Shakespeare’s passages as Easter eggs in something new. Nothing really new here in terms for “stealing”.

Ren Powell, Crisis of Confidence

A friend said the other day she’d seen no bumblebees in her garden this year, another wondered why there was so little buzzing in hers. 

Often in my mind when I’m on the allotment is self-taught French scientist, Jean Henri Fabre, whose Book of Insects is probably in my lifetime top ten. Observe,  he urges, learn. 

Fabre bought a patch of barren land in Provence and on it studied insects. He replanted thyme and lavender which had been dug up for vines, and from then on wrote about bees, beetles, the praying mantis, wasps….

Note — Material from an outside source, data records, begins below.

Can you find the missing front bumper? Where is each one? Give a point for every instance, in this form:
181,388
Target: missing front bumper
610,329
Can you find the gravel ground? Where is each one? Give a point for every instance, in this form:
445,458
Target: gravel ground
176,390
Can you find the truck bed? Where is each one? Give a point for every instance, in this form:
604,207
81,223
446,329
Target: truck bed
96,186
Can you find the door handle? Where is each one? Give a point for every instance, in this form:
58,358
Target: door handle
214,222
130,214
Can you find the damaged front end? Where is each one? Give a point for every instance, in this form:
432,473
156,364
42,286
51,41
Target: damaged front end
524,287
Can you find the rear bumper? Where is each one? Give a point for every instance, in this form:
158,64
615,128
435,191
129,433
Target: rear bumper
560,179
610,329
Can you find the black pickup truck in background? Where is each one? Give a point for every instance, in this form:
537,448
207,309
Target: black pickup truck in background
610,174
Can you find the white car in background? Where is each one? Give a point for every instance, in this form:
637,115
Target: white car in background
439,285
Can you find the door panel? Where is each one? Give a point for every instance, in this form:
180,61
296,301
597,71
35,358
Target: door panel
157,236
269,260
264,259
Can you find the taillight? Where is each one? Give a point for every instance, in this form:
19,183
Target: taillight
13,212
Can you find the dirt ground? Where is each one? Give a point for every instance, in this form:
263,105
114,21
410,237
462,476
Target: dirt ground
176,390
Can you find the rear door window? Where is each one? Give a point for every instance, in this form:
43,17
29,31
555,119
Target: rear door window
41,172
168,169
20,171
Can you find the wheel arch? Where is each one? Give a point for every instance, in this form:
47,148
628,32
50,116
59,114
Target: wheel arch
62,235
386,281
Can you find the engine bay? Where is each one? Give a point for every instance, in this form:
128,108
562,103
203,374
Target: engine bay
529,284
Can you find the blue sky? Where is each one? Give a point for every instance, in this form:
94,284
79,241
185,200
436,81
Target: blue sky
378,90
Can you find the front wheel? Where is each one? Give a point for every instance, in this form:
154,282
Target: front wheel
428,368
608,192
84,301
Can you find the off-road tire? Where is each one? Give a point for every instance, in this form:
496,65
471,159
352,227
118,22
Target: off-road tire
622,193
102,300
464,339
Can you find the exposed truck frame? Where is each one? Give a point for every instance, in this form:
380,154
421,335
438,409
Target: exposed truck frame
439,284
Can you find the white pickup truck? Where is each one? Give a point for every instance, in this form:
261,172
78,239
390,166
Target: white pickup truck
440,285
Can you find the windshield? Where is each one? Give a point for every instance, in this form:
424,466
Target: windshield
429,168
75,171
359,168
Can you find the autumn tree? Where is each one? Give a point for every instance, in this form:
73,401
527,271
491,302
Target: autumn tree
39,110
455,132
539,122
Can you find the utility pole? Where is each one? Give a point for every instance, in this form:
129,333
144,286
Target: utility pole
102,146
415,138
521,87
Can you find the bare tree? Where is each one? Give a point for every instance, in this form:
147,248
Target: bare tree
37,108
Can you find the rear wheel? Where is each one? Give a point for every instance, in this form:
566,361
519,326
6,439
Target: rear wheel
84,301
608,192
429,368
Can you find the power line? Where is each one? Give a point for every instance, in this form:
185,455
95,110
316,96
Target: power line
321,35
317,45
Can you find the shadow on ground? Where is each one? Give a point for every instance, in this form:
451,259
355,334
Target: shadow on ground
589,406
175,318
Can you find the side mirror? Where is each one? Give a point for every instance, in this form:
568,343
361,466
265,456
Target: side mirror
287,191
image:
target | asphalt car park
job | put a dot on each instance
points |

Jackie Wills, A man, his land and its insects

Eventually the group ran its course. Matt became instead my unofficial, unpaid mentor. We wrote to each other frequently, and we would speak on the phone once a week too. He would sometimes ring me up to read me a poem he’d just written. When he eventually got a computer, he’d email them, then ring me up for my thoughts. Over time, our relationship changed from great poet and mentor, to one in which we [were] more equal and would help edit each other’s new poems. He had a small circle of poets he would show his work to, and I was one of them. He said I had the gift for putting my finger on just where the problem was, but this was because he I had absorbed so much from his ever-generously given edits he’d suggested on my own work.

In 1996, I edited a festschrift for him, which was no mean undertaking, because it had 83 contributors and was all done by snail mail. I had to type up the whole book myself, alongside a full-time teaching post and being a mum to two young children. But it was a labour of love, for by this time, after a friendship of 23 years, there was a deep, close and loving relationship between us.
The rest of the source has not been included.